Nos hicimos un poco más amigos, porque el trato despótico e infame de un vasco con ínfulas de nuevo conquistador hizo que viéramos que quienes nacimos y habitamos este fragmento del mundo tenemos corazón y ganas y fortaleza y capacidad para que el planeta sea distinto, mejor, amable y solidario.

Volví a verlo unos años después, tras regresar de un tiempo de trabajo en Tumaco. Alvaro Pedrosa me había invitado a cocinar un sueño alfabetizador que implicaba hacerse amigo de las gentes de varios corregimientos de Jamundí y del Distrito de Aguablanca, en Cali, y llegó el momento en que necesitábamos las ganas, el entusiasmo y la dedicación de otros amigos. Y llegaron Aurora, y Alberto y Chucho y Fernando. Y luego hubo los gérmenes de la Fundación HablaScribe, y más adelante la propuesta y la gesta iniciática de "Los entintados", y la experimentación y las invenciones y las noches en vela para crear nuestra propia "carreta" sobre la comunicación popular.



Chucho viajó a Buenaventura. Los demás a Tumaco, a Guapi, a Bahía Solano. Y todos tuvimos que ver con la emergencia de pueblos que antes no tenían voz o, como dijimos, no habían roto el silencio. Y encontramos decenas de cómplices que comprendían que el asunto no se resumía en resolver un modo de vida particular sino en hallar el sentido para nuestra formación y nuestro trabajo cotidiano.

Disentimos muchas veces. Y hasta peleamos, Pero nos supimos respetar y aprendimos unos de otros. Desde que buscábamos sacarle partido a un Atari hasta cuando nos hicimos tipógrafos y diseñadores gráficos; desde que participábamos en charlas sobre "la cuestión gráfica" hasta que nos hicimos diseñadores de estrategias de comunicación para la transformación de este país dolido.

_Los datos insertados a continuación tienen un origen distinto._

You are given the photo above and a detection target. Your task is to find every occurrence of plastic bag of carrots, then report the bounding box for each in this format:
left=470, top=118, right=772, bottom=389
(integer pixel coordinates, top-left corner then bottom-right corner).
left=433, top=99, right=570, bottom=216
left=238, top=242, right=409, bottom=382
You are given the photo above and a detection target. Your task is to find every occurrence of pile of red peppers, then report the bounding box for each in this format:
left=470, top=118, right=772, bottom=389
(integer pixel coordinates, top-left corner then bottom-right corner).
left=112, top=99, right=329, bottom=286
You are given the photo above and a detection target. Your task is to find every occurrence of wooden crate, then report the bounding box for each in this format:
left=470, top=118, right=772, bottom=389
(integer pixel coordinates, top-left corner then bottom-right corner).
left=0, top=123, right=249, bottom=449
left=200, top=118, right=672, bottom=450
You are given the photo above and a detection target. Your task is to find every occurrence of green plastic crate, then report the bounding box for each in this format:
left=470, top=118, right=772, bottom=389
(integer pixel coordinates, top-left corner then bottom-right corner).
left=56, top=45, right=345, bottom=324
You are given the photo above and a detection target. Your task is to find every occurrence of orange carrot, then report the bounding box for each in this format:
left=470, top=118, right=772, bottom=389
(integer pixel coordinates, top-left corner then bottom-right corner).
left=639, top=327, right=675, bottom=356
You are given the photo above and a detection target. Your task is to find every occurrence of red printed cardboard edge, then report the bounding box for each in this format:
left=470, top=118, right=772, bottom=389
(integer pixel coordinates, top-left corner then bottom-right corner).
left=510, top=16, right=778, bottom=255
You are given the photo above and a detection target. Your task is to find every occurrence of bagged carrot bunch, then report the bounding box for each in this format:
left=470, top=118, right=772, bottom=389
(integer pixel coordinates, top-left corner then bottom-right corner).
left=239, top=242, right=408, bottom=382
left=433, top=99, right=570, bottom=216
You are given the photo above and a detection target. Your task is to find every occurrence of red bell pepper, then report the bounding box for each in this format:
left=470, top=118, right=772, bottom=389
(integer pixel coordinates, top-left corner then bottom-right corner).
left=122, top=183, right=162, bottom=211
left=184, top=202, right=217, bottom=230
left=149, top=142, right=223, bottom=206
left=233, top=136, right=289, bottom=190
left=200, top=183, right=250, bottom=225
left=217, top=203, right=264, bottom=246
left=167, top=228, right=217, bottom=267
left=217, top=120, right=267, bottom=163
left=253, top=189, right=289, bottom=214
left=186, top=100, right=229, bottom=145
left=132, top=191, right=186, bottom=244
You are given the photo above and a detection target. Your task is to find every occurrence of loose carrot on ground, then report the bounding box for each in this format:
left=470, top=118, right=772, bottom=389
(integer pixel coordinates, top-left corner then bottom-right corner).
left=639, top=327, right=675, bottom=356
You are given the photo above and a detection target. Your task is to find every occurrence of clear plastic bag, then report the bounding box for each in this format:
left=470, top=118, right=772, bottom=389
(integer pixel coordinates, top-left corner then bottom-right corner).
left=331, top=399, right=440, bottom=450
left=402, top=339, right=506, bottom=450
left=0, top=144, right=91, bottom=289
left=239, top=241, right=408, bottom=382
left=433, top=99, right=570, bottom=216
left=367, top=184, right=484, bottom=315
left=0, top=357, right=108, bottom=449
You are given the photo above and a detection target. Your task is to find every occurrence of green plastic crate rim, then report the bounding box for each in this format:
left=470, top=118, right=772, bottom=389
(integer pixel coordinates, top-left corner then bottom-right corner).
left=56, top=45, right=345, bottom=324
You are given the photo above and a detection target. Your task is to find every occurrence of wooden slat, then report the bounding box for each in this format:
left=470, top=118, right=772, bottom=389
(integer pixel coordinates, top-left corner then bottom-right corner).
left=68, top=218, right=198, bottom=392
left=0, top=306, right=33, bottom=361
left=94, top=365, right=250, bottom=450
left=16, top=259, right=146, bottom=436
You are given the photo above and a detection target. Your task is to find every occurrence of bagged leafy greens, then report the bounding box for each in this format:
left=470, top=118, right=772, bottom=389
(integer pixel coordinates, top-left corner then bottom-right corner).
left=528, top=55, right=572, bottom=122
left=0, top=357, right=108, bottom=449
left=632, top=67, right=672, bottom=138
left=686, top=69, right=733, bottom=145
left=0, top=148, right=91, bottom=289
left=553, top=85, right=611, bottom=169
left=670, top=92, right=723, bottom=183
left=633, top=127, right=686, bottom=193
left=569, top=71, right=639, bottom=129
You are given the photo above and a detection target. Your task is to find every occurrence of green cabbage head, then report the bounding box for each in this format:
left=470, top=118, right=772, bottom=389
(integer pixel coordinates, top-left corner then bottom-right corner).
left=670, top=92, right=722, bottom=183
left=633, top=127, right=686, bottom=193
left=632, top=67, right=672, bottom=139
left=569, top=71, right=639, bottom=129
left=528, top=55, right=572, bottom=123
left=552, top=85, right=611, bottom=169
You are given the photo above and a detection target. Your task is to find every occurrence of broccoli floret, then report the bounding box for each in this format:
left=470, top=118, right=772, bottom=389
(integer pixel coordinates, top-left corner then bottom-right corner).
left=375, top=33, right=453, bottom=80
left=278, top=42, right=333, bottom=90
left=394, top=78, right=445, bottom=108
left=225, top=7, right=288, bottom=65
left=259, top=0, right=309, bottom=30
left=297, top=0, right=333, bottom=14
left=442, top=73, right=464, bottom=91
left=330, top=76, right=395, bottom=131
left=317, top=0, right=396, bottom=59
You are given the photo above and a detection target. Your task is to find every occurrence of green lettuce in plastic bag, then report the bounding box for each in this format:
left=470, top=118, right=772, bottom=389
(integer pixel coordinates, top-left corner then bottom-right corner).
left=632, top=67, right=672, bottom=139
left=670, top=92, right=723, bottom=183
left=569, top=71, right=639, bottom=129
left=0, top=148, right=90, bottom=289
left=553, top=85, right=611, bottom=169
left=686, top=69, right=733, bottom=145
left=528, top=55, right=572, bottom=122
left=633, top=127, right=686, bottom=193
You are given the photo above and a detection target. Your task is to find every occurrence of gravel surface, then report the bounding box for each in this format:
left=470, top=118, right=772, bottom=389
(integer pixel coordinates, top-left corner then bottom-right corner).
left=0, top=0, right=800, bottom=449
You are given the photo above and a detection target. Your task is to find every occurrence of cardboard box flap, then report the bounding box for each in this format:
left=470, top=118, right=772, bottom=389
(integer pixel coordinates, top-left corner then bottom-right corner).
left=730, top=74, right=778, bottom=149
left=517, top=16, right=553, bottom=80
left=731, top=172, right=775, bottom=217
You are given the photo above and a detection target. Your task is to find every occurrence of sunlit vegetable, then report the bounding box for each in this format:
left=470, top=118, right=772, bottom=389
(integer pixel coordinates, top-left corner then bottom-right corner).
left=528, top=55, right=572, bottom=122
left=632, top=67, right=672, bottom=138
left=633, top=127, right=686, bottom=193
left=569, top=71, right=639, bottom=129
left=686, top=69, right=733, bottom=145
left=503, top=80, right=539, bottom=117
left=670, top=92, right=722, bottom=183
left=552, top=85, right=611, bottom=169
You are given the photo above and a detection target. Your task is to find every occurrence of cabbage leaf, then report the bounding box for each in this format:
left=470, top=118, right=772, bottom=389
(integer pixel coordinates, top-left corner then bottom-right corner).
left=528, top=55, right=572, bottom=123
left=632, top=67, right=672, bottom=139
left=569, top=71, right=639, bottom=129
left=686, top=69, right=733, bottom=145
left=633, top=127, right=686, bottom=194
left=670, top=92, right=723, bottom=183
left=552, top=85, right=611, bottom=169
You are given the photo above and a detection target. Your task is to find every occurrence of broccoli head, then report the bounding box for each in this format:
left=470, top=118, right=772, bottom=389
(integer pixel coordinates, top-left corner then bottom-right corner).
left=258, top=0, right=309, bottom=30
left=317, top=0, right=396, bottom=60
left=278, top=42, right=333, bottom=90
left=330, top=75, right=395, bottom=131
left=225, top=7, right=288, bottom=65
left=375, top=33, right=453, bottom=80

Jesús Alberto construyó muchas de sus opciones de vida en estas lides. Optó, finalmente, y después de quince años, por una vida en familia, por una hija, por "la conversa" cotidiana con gente que vive y muere con cada día y cada noche. Y dejamos de vernos, porque cada quien decidió buscar otros caminos, ante los cercos institucionales y gubernamentales por frenar los esfuerzos de quienes queríamos sembrar reflexiones y rebeldías y autonomías y solidaridades en algunos rincones de Colombia.

Los tercos continuaremos con el intento, y haremos el esfuerzo porque vidas como la de Jesús Alberto inspiren nuestras acciones, las mismas que nos comprometen con un humanismo que apenas se esboza.